Experts were still trying to identify human remains found off the coast of Tayside.
Police were called to Arbroath Harbour on Monday after fishermen discovered part of a skull seven miles out to sea.
The skull is now being tested at the pathology department in Ninewells Hospital, where experts will try to find DNA, teeth or soft tissue which can be matched to medical records.
If they are unsuccessful, the remains could be handed to forensic identification experts who will aim to produce a facial reconstruction.
Medical and forensic artist Caroline Erolin, from the Centre for Anatomy and Human Identification at Dundee University, said: “The police will most likely try to identify the body by DNA or other means first of all.
“If this isn’t possible, or if there is no one with whom to compare the results, they may come to us.

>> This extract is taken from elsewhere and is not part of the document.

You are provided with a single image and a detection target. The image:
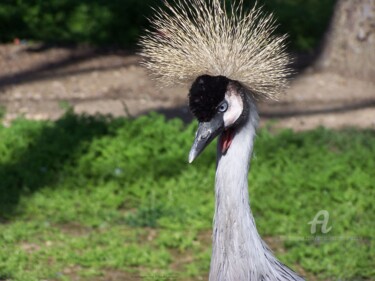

“We can then do facial reconstruction. A reconstruction would not be a form of identification but could lead to names of missing people being put forward to the police.”
A force spokeswoman confirmed officers attended Arbroath Harbour on Monday following a report of “suspected human remains”.
Following examination, the remains have been confirmed as human.
Dr Erolin said creating an accurate likeness of the person will depend on the condition of the remains.
She said: “If there’s soft tissue and hair then you can do post-mortem depiction, a process normally carried out in Photoshop. That would then create an image which police can release to the public to generate names possibly leading to an identification.
“If the remains are more skeletal, then you can carry out facial reconstruction but that is usually only used if identification cannot be found in any other way.
“We can also do a craniofacial superimposition which overlays a photograph of a missing person with a 3D scan of the skull to compare skeletal and facial features.”
But the process could take days and might not even be possible depending on which parts of the skull have been found.
Dr Erolin added: “It’s never going to be exact, but it should be close enough for someone who knew them well to recognise them. It’s okay if part of the back of the cranium is missing but if part of the face is missing then there comes a point where it would be not be worth carrying out the process.”